The success of London’s “congestion charge” has revived debate in Switzerland about introducing similar measures in Swiss cities.
Experts have proposed limited trials of a toll system as a way of reducing traffic congestion in Swiss cities.
The introduction of a congestion charge in the English capital one year ago has reduced road traffic in London’s inner city by 30 per cent and brought in revenue of £68 million (SFr155 million).
This success has led to discussions about introducing a similar system in Switzerland, although the introduction of a toll system across the country is not possible under the Swiss constitution.
“Road charging is a way of making drivers pay for uncovered environmental costs,” said Adrian Schmid of the non-governmental Transport and Environment Association.
“We have to consider where to hold trials, whether in a bigger city like Zurich or Geneva or a smaller city such as Lucerne,” Schmid told swissinfo.
Another open question is the funding of such trials, Schmid said.
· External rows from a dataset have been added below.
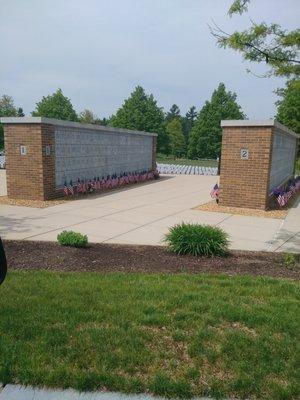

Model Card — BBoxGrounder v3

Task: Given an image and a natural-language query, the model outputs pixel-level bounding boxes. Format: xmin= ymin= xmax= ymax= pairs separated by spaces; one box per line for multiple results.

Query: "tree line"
xmin=1 ymin=81 xmax=298 ymax=156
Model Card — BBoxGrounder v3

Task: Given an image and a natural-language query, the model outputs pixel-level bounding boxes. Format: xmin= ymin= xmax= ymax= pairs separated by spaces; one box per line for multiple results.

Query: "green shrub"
xmin=57 ymin=230 xmax=88 ymax=248
xmin=164 ymin=223 xmax=229 ymax=257
xmin=283 ymin=252 xmax=297 ymax=269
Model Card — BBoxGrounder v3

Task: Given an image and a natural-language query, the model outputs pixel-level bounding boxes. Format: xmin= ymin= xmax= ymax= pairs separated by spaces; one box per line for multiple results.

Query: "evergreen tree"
xmin=166 ymin=104 xmax=181 ymax=122
xmin=166 ymin=118 xmax=186 ymax=158
xmin=32 ymin=88 xmax=78 ymax=121
xmin=276 ymin=80 xmax=300 ymax=133
xmin=188 ymin=83 xmax=245 ymax=159
xmin=109 ymin=86 xmax=168 ymax=152
xmin=17 ymin=107 xmax=25 ymax=117
xmin=183 ymin=106 xmax=197 ymax=148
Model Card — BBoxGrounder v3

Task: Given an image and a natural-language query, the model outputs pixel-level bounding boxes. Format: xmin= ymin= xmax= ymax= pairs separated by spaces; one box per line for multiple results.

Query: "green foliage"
xmin=211 ymin=1 xmax=300 ymax=78
xmin=182 ymin=106 xmax=197 ymax=148
xmin=166 ymin=118 xmax=186 ymax=158
xmin=283 ymin=253 xmax=297 ymax=269
xmin=32 ymin=88 xmax=78 ymax=121
xmin=164 ymin=222 xmax=229 ymax=256
xmin=57 ymin=230 xmax=88 ymax=248
xmin=109 ymin=86 xmax=168 ymax=153
xmin=0 ymin=95 xmax=19 ymax=149
xmin=188 ymin=83 xmax=245 ymax=159
xmin=166 ymin=104 xmax=181 ymax=122
xmin=78 ymin=109 xmax=98 ymax=124
xmin=156 ymin=154 xmax=217 ymax=167
xmin=276 ymin=79 xmax=300 ymax=133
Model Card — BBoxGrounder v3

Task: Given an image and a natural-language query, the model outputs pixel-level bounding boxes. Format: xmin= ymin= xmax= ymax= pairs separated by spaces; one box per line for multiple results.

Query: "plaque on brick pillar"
xmin=240 ymin=149 xmax=249 ymax=160
xmin=20 ymin=145 xmax=27 ymax=155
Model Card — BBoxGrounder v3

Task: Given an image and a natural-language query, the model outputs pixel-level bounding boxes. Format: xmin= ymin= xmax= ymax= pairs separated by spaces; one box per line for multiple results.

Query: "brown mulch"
xmin=195 ymin=194 xmax=300 ymax=219
xmin=3 ymin=240 xmax=299 ymax=280
xmin=0 ymin=196 xmax=68 ymax=208
xmin=195 ymin=201 xmax=289 ymax=219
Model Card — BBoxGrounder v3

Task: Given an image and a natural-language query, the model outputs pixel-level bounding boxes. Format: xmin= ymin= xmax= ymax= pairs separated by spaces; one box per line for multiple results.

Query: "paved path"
xmin=0 ymin=384 xmax=213 ymax=400
xmin=0 ymin=171 xmax=299 ymax=252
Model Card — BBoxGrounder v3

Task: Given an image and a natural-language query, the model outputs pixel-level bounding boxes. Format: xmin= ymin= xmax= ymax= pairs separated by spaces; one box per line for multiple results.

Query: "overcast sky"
xmin=0 ymin=0 xmax=298 ymax=119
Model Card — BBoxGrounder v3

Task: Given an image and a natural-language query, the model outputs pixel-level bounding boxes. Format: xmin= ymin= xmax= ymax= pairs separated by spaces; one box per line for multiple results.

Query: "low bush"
xmin=283 ymin=252 xmax=297 ymax=269
xmin=57 ymin=230 xmax=88 ymax=248
xmin=164 ymin=223 xmax=229 ymax=256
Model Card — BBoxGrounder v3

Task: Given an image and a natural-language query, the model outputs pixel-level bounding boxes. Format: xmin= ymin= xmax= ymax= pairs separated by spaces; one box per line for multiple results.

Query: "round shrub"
xmin=57 ymin=230 xmax=88 ymax=248
xmin=164 ymin=223 xmax=229 ymax=257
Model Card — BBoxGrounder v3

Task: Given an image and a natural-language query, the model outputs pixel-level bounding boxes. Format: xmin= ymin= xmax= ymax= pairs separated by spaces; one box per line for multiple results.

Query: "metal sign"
xmin=45 ymin=145 xmax=51 ymax=156
xmin=20 ymin=145 xmax=27 ymax=155
xmin=240 ymin=149 xmax=249 ymax=160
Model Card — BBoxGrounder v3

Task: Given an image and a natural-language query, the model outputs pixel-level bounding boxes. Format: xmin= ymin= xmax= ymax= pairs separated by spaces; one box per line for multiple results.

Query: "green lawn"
xmin=156 ymin=154 xmax=218 ymax=167
xmin=0 ymin=271 xmax=299 ymax=399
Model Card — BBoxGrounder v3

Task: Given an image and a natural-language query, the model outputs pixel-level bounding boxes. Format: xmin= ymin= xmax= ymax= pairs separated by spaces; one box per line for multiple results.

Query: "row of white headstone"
xmin=157 ymin=163 xmax=218 ymax=176
xmin=0 ymin=155 xmax=5 ymax=169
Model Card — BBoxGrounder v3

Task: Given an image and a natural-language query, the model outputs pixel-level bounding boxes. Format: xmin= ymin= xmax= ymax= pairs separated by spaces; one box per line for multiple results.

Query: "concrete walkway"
xmin=0 ymin=171 xmax=299 ymax=252
xmin=0 ymin=384 xmax=213 ymax=400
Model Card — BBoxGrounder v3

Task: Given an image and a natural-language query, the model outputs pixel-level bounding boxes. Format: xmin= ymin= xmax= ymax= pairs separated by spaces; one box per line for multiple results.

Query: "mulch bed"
xmin=3 ymin=240 xmax=299 ymax=280
xmin=195 ymin=200 xmax=293 ymax=219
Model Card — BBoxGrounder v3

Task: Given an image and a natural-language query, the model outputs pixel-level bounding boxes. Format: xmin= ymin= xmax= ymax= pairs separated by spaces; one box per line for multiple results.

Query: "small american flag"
xmin=63 ymin=181 xmax=68 ymax=196
xmin=68 ymin=181 xmax=74 ymax=195
xmin=210 ymin=183 xmax=219 ymax=199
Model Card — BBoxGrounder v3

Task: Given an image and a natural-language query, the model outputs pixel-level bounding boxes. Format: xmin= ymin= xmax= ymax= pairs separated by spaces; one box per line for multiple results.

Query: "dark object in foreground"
xmin=3 ymin=240 xmax=299 ymax=280
xmin=0 ymin=238 xmax=7 ymax=285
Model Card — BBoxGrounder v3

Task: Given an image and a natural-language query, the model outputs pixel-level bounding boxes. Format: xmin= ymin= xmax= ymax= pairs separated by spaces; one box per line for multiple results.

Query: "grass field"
xmin=0 ymin=271 xmax=299 ymax=399
xmin=156 ymin=154 xmax=218 ymax=167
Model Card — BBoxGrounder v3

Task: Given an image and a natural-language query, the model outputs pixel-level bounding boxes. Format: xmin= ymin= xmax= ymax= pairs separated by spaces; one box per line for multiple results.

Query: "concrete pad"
xmin=151 ymin=210 xmax=230 ymax=228
xmin=105 ymin=225 xmax=168 ymax=245
xmin=230 ymin=239 xmax=270 ymax=251
xmin=1 ymin=175 xmax=299 ymax=252
xmin=0 ymin=384 xmax=211 ymax=400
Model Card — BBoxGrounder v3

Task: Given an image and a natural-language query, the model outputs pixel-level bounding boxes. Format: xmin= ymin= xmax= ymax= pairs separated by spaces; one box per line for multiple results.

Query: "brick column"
xmin=219 ymin=124 xmax=273 ymax=210
xmin=3 ymin=123 xmax=55 ymax=200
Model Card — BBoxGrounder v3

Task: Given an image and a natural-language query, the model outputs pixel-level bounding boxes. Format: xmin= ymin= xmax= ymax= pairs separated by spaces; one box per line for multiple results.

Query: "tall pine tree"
xmin=109 ymin=86 xmax=168 ymax=152
xmin=188 ymin=83 xmax=245 ymax=159
xmin=166 ymin=104 xmax=181 ymax=122
xmin=183 ymin=106 xmax=197 ymax=149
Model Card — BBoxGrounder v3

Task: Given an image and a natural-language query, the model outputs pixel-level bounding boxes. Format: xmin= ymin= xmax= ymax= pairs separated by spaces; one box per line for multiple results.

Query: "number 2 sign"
xmin=240 ymin=149 xmax=249 ymax=160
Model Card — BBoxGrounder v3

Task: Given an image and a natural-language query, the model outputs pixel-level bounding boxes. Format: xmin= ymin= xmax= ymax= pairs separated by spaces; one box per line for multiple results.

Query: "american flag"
xmin=210 ymin=183 xmax=219 ymax=199
xmin=63 ymin=181 xmax=68 ymax=196
xmin=68 ymin=181 xmax=74 ymax=195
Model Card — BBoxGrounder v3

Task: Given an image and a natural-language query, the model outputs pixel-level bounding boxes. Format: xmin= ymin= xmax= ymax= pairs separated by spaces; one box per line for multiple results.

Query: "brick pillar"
xmin=4 ymin=123 xmax=55 ymax=200
xmin=219 ymin=125 xmax=273 ymax=210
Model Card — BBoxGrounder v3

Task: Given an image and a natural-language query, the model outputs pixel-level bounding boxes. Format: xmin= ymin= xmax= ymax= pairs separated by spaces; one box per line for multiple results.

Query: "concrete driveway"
xmin=0 ymin=171 xmax=299 ymax=252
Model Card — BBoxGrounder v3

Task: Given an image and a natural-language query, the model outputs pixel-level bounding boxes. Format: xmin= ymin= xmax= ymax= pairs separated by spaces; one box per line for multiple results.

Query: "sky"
xmin=0 ymin=0 xmax=299 ymax=119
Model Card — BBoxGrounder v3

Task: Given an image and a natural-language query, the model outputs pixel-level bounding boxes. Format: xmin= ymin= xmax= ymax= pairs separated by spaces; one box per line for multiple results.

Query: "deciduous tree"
xmin=210 ymin=0 xmax=300 ymax=78
xmin=79 ymin=109 xmax=98 ymax=124
xmin=276 ymin=80 xmax=300 ymax=133
xmin=32 ymin=88 xmax=78 ymax=121
xmin=166 ymin=118 xmax=186 ymax=158
xmin=0 ymin=95 xmax=18 ymax=149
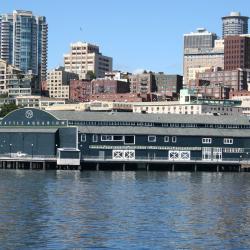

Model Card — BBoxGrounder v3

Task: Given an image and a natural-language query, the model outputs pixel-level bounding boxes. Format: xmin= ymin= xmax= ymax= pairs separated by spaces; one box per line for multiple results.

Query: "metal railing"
xmin=82 ymin=155 xmax=250 ymax=164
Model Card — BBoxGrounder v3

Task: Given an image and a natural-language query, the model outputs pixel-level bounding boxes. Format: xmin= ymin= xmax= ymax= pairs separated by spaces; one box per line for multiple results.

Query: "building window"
xmin=81 ymin=134 xmax=86 ymax=142
xmin=92 ymin=134 xmax=98 ymax=142
xmin=164 ymin=136 xmax=169 ymax=142
xmin=148 ymin=136 xmax=156 ymax=142
xmin=172 ymin=136 xmax=177 ymax=143
xmin=124 ymin=135 xmax=135 ymax=144
xmin=101 ymin=135 xmax=112 ymax=141
xmin=202 ymin=138 xmax=212 ymax=144
xmin=224 ymin=138 xmax=233 ymax=144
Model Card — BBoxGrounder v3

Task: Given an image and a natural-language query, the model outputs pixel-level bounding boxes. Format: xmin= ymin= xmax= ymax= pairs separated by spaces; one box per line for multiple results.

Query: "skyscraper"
xmin=222 ymin=12 xmax=249 ymax=38
xmin=0 ymin=10 xmax=48 ymax=91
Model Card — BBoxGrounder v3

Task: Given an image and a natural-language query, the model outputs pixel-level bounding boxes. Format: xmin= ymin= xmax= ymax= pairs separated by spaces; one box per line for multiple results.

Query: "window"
xmin=101 ymin=135 xmax=112 ymax=141
xmin=224 ymin=138 xmax=233 ymax=144
xmin=164 ymin=136 xmax=169 ymax=142
xmin=81 ymin=134 xmax=86 ymax=142
xmin=113 ymin=135 xmax=123 ymax=141
xmin=148 ymin=136 xmax=156 ymax=142
xmin=172 ymin=136 xmax=177 ymax=143
xmin=92 ymin=134 xmax=98 ymax=142
xmin=202 ymin=138 xmax=212 ymax=144
xmin=124 ymin=135 xmax=135 ymax=144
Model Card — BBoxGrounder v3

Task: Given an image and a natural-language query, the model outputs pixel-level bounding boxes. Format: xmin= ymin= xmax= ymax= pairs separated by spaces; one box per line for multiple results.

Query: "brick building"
xmin=69 ymin=79 xmax=92 ymax=102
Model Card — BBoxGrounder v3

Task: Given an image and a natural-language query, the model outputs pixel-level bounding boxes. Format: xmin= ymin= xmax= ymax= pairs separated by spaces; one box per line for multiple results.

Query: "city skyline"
xmin=1 ymin=0 xmax=250 ymax=74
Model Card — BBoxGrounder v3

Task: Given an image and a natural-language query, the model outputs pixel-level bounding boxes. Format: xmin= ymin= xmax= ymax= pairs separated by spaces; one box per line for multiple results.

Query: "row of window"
xmin=80 ymin=134 xmax=235 ymax=145
xmin=69 ymin=120 xmax=250 ymax=129
xmin=202 ymin=138 xmax=233 ymax=144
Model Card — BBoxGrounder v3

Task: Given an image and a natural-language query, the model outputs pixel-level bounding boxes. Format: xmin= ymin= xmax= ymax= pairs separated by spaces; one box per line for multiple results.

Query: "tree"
xmin=86 ymin=71 xmax=96 ymax=80
xmin=0 ymin=103 xmax=19 ymax=117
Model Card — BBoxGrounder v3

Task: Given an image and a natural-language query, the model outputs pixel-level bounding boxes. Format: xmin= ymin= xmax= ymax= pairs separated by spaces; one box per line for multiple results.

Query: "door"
xmin=202 ymin=147 xmax=212 ymax=160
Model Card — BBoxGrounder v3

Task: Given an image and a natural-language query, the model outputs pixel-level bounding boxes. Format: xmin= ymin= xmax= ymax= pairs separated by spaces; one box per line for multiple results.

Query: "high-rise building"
xmin=222 ymin=12 xmax=249 ymax=38
xmin=0 ymin=10 xmax=48 ymax=91
xmin=184 ymin=28 xmax=217 ymax=49
xmin=64 ymin=42 xmax=112 ymax=79
xmin=183 ymin=28 xmax=224 ymax=86
xmin=224 ymin=35 xmax=250 ymax=71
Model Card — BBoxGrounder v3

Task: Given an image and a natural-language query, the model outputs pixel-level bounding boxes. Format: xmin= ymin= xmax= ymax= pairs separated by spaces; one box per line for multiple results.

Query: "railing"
xmin=82 ymin=155 xmax=250 ymax=164
xmin=0 ymin=154 xmax=56 ymax=160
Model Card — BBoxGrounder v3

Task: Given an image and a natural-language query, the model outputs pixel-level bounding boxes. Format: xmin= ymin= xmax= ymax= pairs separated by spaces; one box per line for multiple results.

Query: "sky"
xmin=1 ymin=0 xmax=250 ymax=74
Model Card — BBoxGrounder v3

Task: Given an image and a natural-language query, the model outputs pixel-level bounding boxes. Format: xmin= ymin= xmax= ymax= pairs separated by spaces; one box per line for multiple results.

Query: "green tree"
xmin=0 ymin=103 xmax=19 ymax=117
xmin=86 ymin=71 xmax=96 ymax=80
But it is clear to him that such projects would have to be evaluated scientifically and politically.
“I’d like to see a wider public debate on the issue,” Schmid said. “Road charges should not been as the only way to tackle traffic congestion in cities and urban areas,” he pointed out.
Markus Liechti, a project manager with the European Federation of Transport and Environment also advocates a pragmatic approach.
“It is not realistic to press for changes to the constitution and lift a ban on road tolls for Swiss roads,” Liechti said.
Liechti is convinced that the best way forward is to introduce road charges on a trial basis as positive results would make it easier to call for amendments to the constitution.
For their part, Swiss city authorities do not object to trials, but they have ruled out discussion on the introduction of road charges on a nationwide level.
“As things stand now road charging is not a suitable method in the medium term to finance traffic in urban areas,” Urs Geissmann, director of the Swiss City Association said.
Geissmann said the introduction of a toll system would entail an overhaul of the system of taxes on fuel and vehicles and use of Swiss motorways.
No inner cities
Geissmann added that it would be crucial to define the zones in which road charges would apply, and to ensure that motorists could not avoid the charge by using small backstreets.
“Unlike London there are no inner city zones in Switzerland, Swiss cities are formed by larger urban sprawls,” Geissmann said.
The country’s leading motorist association, Touring Club Switzerland, has dismissed road charges as unjust and illegal.
“If we followed London’s example, motorists would have to pay an additional SFr3,000 ($2,404) annually to drive into the cities,” the Touring Club said in a policy paper.
In the past, the Swiss parliament has repeatedly voted down proposals for a nationwide toll system.
Despite that, the Swiss Centre for Technology Assessment is organising a series of public hearings on the issue for August and September.
The government advisory body has invited experts and members of the public to discuss different aspects of road charging in Switzerland.
These include the question of why motorists are willing to pay a parking fee, but not a charge for the use of certain roads.
swissinfo, Renat Künzi (translation: Urs Geiser)
Singapore, Bergen (Norway) and London (Britain) have already introduced congestion charges.
The Swedish capital, Stockholm, is set to follow suit in 2005.
Plans are also underway for the introduction of tolls in Paris, Berlin, Milan and Barcelona, as well as in four British cities - Manchester, Edinburgh, Cardiff and Bristol.
Following the success of the congestion charge in London, a debate is underway in Switzerland on introducing road charges on a trial basis.
Last year parliament rejected a proposal to introduce tolls on a nationwide level.
Since the introduction of the congestion charge in 2003, London has experienced a 30% decrease in traffic.